In The Between
You don’t know what day it is. What difference does it make anyway? Tuesday and Saturday are the same. Like airplanes and hospital waiting rooms, your home is a bubble where time isn’t real. It moves too quickly, whole weeks moving at warp speed. Or too slowly, minutes passing increment by increment. You don’t know how long you’ve been at this, tracking the days. The journal where you track the number of lockdown days and the deathtoll of your home and adopted countries is tucked away inside under a pile of paperwork. Today, it’s also unclear to you how long you’ve been outside. It’s midday, hot and sticky and silent, and it’s been awhile since the last call to prayer reminded you that you hadn’t eaten.

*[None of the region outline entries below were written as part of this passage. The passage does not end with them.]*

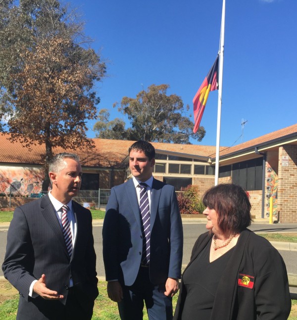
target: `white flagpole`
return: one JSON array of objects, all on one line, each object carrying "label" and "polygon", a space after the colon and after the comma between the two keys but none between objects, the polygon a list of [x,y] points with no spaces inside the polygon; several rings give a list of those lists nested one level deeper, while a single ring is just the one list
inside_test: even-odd
[{"label": "white flagpole", "polygon": [[225,35],[225,0],[223,0],[222,9],[222,22],[221,25],[221,39],[219,69],[219,94],[218,99],[218,119],[217,123],[217,138],[215,151],[215,171],[214,185],[219,183],[219,160],[220,157],[220,133],[221,131],[221,108],[222,107],[222,87],[223,85],[223,62],[224,60],[224,40]]}]

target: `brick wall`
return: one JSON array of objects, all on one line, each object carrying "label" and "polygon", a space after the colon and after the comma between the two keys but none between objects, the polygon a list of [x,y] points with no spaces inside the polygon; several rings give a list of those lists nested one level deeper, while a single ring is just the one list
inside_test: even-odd
[{"label": "brick wall", "polygon": [[193,184],[198,186],[198,195],[201,198],[204,192],[214,185],[214,177],[197,177],[193,179]]},{"label": "brick wall", "polygon": [[[284,165],[287,163],[288,166]],[[280,147],[278,176],[278,205],[280,211],[280,222],[297,223],[297,145]]]},{"label": "brick wall", "polygon": [[[231,177],[225,177],[219,179],[219,183],[231,183]],[[251,206],[250,214],[256,219],[260,219],[262,215],[262,190],[249,191],[249,202]]]},{"label": "brick wall", "polygon": [[100,189],[110,188],[110,172],[109,170],[99,172],[99,187]]},{"label": "brick wall", "polygon": [[250,214],[255,217],[256,219],[260,219],[262,215],[262,190],[255,190],[248,192],[251,206]]}]

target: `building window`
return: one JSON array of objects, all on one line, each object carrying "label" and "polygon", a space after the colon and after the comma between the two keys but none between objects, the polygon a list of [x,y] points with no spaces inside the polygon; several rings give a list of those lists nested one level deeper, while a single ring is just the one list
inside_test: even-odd
[{"label": "building window", "polygon": [[215,171],[215,167],[214,166],[205,166],[205,175],[210,176],[214,176]]},{"label": "building window", "polygon": [[156,162],[153,172],[158,173],[165,173],[166,172],[166,163]]},{"label": "building window", "polygon": [[194,175],[205,175],[205,166],[204,165],[196,164],[194,165]]},{"label": "building window", "polygon": [[98,173],[83,173],[81,190],[98,190],[99,175]]},{"label": "building window", "polygon": [[167,160],[167,154],[162,154],[161,153],[156,153],[155,159],[157,160]]},{"label": "building window", "polygon": [[192,178],[177,178],[176,177],[164,177],[163,180],[165,183],[171,184],[174,187],[176,191],[192,184]]},{"label": "building window", "polygon": [[178,157],[178,156],[168,155],[169,160],[175,160],[176,161],[193,161],[192,158],[185,158],[185,157]]},{"label": "building window", "polygon": [[183,175],[191,174],[190,164],[180,164],[179,163],[169,163],[168,173],[178,173]]},{"label": "building window", "polygon": [[184,175],[191,175],[190,164],[181,164],[180,173]]},{"label": "building window", "polygon": [[231,166],[223,166],[219,168],[219,178],[231,176]]},{"label": "building window", "polygon": [[232,165],[232,182],[246,190],[262,189],[263,158],[257,158]]},{"label": "building window", "polygon": [[177,163],[169,163],[168,173],[179,173],[179,166]]}]

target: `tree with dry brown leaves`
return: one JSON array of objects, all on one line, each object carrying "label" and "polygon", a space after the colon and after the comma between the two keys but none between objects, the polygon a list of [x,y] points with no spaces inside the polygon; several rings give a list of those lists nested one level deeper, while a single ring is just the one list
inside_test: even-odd
[{"label": "tree with dry brown leaves", "polygon": [[0,15],[6,17],[0,23],[0,117],[9,115],[13,141],[45,145],[47,190],[52,148],[92,144],[86,120],[96,117],[99,100],[93,88],[105,66],[88,46],[74,11],[56,0],[14,2],[0,2]]}]

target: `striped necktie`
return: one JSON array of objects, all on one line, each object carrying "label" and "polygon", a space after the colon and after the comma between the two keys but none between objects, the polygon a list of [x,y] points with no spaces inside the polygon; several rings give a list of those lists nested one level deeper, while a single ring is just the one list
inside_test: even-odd
[{"label": "striped necktie", "polygon": [[142,221],[143,254],[142,263],[147,265],[149,262],[149,242],[150,238],[150,215],[149,214],[149,203],[148,202],[148,190],[147,190],[148,184],[142,183],[139,185],[141,187],[139,208]]},{"label": "striped necktie", "polygon": [[62,207],[62,229],[63,230],[63,235],[65,239],[66,246],[68,252],[69,257],[71,257],[72,253],[72,235],[71,234],[71,229],[70,228],[70,224],[68,220],[67,213],[69,210],[69,207],[67,205],[64,205]]}]

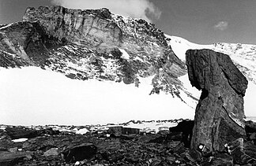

It feels something like being numb.
You didn’t have a chance to buy patio furniture before the lockdown. Before they poured sand across all the roads in and out. Before the suspiciously cheerful emails about new restrictions and equally suspicious advertisements at the grocery store: “Our warehouse is fully stocked!” Your home, half put together and hasty all over, is a mix of furniture the last person left, things you had delivered before the lockdown, and things you unpacked but haven’t found a place for. You move through it in the same way: unsure of where exactly you belong. If you were allowed to have guests, or if you knew anyone well enough to invite them over, you’d say something like, “I’m so sorry, we’re just getting settled in,” as though this is a temporary inconvenience. But you don’t have guests and you don’t have patio furniture, so you have a camp chair on the concrete balcony. The eaves block some of the sun, but it’s still so hot. Hotter than you’d ever seen back home, except for that semester you spent in Florida. But here you are, dazed and sweating, like a frog in a pot. You put your headphones in.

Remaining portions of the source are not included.